Geehrtester Herr Riedel!

Aus Ihren Schreiben vom 20. v. M. ersehe ich mit Vergnügen, dass mein "Weihnachtslied" im allgemeinen Ihren Beifall gefunden hat. Sie wollten mir nach der beabsichtigten provisorischen Probe Ihr definitives Urteil, namentlich auch über die Ausführbarkeit des von Ihnen bedenklich gefundenen Mittelteils des Schlusssatzes, bekannt geben. Da das noch nicht geschehen ist, möchte ich Sie durch diese Zeilen dazu veranlassen, zugleich aber Ihre vorläufigen Ausstellungen durch folgende Bemerkungen beantworten:

Sie finden den letzten Satz im Verhältnis zu den übrigen Sätzen zu lang. Diese Länge dürfte sich aber aus der Eigentümlichkeit des von mir behandelten Gedichtes ganz wohl rechtfertigen lassen: Der Teufel in der ersten Strophe, die Warnung zum Schluss der zweiten, die Reue in der dritten nehmen hier einen für ein Weihnachtslied unverhältnismässig grossen Raum ein und lassen die düstere Färbung ungebührlich dominieren, welche durch die langsamen Zeitmasse des zweiten und dritten Saztes eher noch erhöht wird. Ich fühlte daher das Bedürfnis, zum Schluss in lebhaftem Tempo den Weihnachtsjubel gehöhrig ausklingen zu lassen, was nur in einem Satze geschehen konnte, welcher um vieles länger als jeder der vorangehenden Sätze war. Daher möchte ich den von mir so gestalteten Satz auch nicht um einen Takt verkürzt sehen.

Was ferner die mir von Ihnen vorgeworfene instrumentale Behandlung und die dadurch bedingte Ausführungsschwierigkeit der angefochtenen Partie betrifft, so suchte ich mir darüber in einer vor etlichen Tagen zu diesem Zwecke veranstalteten Probe Aufklärung zu verschaffen. Zu meiner Beruhigung brachte die dabei beteiligte kleine Anzahl intonations- und taktfester Sänger und Sängerinnen beim zweiten Durchsingen des ganzen Werkes jede Note richtig; auch erklärten am Ende alle einhellig, dass jede Stimme durchaus sangbar geschrieben sei.

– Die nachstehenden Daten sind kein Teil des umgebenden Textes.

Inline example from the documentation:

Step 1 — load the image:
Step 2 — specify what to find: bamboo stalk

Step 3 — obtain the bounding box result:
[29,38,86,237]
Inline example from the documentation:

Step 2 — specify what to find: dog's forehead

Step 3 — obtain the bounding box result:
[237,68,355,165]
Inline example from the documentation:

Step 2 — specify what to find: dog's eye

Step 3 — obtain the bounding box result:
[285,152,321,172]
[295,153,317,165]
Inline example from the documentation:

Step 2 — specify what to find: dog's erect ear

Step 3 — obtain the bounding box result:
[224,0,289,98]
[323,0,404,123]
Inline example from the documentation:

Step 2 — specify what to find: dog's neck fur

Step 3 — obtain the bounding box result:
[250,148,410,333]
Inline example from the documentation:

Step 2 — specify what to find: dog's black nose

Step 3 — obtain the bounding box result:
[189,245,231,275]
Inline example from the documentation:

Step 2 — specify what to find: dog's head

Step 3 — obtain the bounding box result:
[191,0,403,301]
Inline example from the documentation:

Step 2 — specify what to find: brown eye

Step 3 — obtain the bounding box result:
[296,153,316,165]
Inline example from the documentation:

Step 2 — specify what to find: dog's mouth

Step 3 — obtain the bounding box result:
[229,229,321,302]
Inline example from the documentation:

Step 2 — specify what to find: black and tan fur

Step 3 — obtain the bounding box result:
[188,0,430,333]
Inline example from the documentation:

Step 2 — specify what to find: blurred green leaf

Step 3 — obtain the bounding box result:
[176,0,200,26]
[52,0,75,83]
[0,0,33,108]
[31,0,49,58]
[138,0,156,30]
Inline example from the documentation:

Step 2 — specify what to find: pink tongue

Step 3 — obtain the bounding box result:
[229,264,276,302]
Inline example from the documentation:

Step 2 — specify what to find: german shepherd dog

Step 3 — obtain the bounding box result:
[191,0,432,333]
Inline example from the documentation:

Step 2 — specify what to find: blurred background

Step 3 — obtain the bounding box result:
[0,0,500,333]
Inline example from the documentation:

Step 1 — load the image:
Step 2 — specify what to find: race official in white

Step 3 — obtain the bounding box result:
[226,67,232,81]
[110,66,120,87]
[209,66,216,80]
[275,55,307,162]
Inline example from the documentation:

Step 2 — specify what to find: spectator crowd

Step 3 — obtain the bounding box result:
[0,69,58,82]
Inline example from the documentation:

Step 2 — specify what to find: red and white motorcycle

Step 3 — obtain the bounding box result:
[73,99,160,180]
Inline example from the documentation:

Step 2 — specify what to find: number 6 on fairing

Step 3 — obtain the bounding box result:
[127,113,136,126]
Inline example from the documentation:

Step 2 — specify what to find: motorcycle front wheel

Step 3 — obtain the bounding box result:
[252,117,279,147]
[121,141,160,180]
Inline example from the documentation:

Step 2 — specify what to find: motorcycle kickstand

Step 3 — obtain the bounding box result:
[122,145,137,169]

Somit hoffe ich, dass Ihr trefflicher Verein mit meinem Werke gleichfalls fertig werden wird.

Nach dieser Darlegung werden Sie erklärlich finden, dass ich mich vorderhand zu Änderungen nicht veranlass fühle. Demungeachtet ersuche ich Sie, mir Ihre neuerdings gemachten Wahrnehmungen in betreff meiner Komposition nicht vorzuenthalten. Machen Sie nur solche Änderungsvorschläge, die ich als Verbesserungen anerkennen muss, so werde ich dieselben gewiss dankbar aufnehmen. Am einfachsten wäre es, wenn Sie dieselben auf einem einzelnen Notenblatt angedeutet mir zuschicken wollten. Die in Ihrem Breiefe angeratene Weise der Umgestaltung des Schlussatzes aber möchte wohl meine ganze Intention vernichten, wozu ich mich schwerlich bequemen würde.

Da Sie sich übrigens bereit erklärt haben, mein Weihnachtslied auch in seiner gegenwärtigen Fassung zur Aufführung zu bringen, so darf ich ja jedenfalls hoffen, dass Sie meine Noten lebendig machen werden, wofür ich Ihnen im voraus schön danke.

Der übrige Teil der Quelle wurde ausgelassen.